American politician from Illinois

Patrick Windhorst is an American politician from Illinois.
Windhorst is a Republican member of the Illinois House of Representatives for the 117th district, previously representing the 118th district before redistricting was enacted in 2021. His district represents the southeast corner of the state, including the towns of Harrisburg, Illinois, Metropolis, Illinois, West Frankfort, Illinois, and Golconda, Illinois.

== Education ==
Upon graduation from Massac County high school in Metropolis, Windhorst earned an associate degree from Shawnee Community College. In 1997, Windhorst earned a Bachelor of Science degree in journalism from University of Illinois at Urbana–Champaign. In 2000, Windhorst earned a JD degree from Southern Illinois University School of Law.

== Career ==
In 2000, Windhorst started his career as an attorney at Denton & Keuler, until 2004.
Windhorst was an elected State's Attorney for Massac County.
In the 2018 general election, Windhorst won the election and became a member of Illinois House of Representatives. Windhorst defeated appointed Democratic incumbent Natalie Phelps Finnie by a margin of 15.2 percentage points.
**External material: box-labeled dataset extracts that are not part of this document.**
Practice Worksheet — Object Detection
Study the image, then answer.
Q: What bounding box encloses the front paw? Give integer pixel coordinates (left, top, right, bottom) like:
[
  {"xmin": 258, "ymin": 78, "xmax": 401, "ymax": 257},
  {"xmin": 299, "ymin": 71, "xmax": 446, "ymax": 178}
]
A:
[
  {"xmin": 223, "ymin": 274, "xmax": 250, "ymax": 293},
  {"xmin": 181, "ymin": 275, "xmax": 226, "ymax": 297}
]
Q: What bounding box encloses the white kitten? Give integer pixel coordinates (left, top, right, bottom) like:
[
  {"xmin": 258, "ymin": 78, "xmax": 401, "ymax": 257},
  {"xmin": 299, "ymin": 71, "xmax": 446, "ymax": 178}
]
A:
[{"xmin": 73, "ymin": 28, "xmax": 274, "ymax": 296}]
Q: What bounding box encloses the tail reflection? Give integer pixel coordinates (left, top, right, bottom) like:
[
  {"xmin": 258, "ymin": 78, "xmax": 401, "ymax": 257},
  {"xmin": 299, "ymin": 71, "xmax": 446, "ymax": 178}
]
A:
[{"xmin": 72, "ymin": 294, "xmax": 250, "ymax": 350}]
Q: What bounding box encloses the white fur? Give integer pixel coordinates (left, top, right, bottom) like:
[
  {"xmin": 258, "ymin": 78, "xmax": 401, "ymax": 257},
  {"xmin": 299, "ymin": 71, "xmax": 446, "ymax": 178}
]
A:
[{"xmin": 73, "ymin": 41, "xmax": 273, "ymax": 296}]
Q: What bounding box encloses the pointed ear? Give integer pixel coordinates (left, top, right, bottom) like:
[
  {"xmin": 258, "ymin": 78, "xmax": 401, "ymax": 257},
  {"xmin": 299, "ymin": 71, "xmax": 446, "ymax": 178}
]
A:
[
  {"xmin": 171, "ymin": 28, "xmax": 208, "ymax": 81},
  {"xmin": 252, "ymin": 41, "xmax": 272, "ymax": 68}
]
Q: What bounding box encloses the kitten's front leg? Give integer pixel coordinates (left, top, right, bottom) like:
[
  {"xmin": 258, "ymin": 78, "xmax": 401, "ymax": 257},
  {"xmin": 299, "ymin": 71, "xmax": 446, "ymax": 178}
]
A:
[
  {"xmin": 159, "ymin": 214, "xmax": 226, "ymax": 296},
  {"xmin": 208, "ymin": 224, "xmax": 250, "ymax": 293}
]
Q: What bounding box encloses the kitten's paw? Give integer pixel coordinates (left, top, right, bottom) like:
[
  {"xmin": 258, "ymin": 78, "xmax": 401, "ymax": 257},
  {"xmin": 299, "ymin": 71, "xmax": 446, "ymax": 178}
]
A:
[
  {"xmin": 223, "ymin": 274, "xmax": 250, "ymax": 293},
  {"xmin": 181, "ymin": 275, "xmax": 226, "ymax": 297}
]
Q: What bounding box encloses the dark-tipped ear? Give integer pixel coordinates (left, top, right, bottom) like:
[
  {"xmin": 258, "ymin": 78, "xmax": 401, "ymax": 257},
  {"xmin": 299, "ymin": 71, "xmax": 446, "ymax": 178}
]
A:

As of January 2025, Representative Windhorst is a member of the following Illinois House committees:

- Gun Violence Prevention (HGVP)
- Ethics & Elections Committee (SHEE)
- Judiciary - Criminal Committee (HJUC)
- Restorative Justice and Public Safety Committee (SHRJ)

==Electoral history==

Illinois 118th State House District Republican Primary, 2018
| Party |  | Candidate | Votes | % |
|---|---|---|---|---|
|  | Republican | Patrick Windhorst | 5,872 | 53.79 |
|  | Republican | Wes Sherrod | 2,882 | 26.40 |
|  | Republican | Samuel K. Stratemeyer | 2,163 | 19.81 |
| Total votes |  |  | 10,917 | 100.0 |

Illinois 118th State House District General Election, 2018
| Party |  | Candidate | Votes | % |
|---|---|---|---|---|
|  | Republican | Patrick Windhorst | 21,956 | 56.46 |
|  | Democratic | Natalie Phelps Finnie (incumbent) | 16,933 | 43.54 |
| Total votes |  |  | 38,889 | 100.0 |

== Personal life ==
Windhorst's wife is Holly Windhorst. They have two children.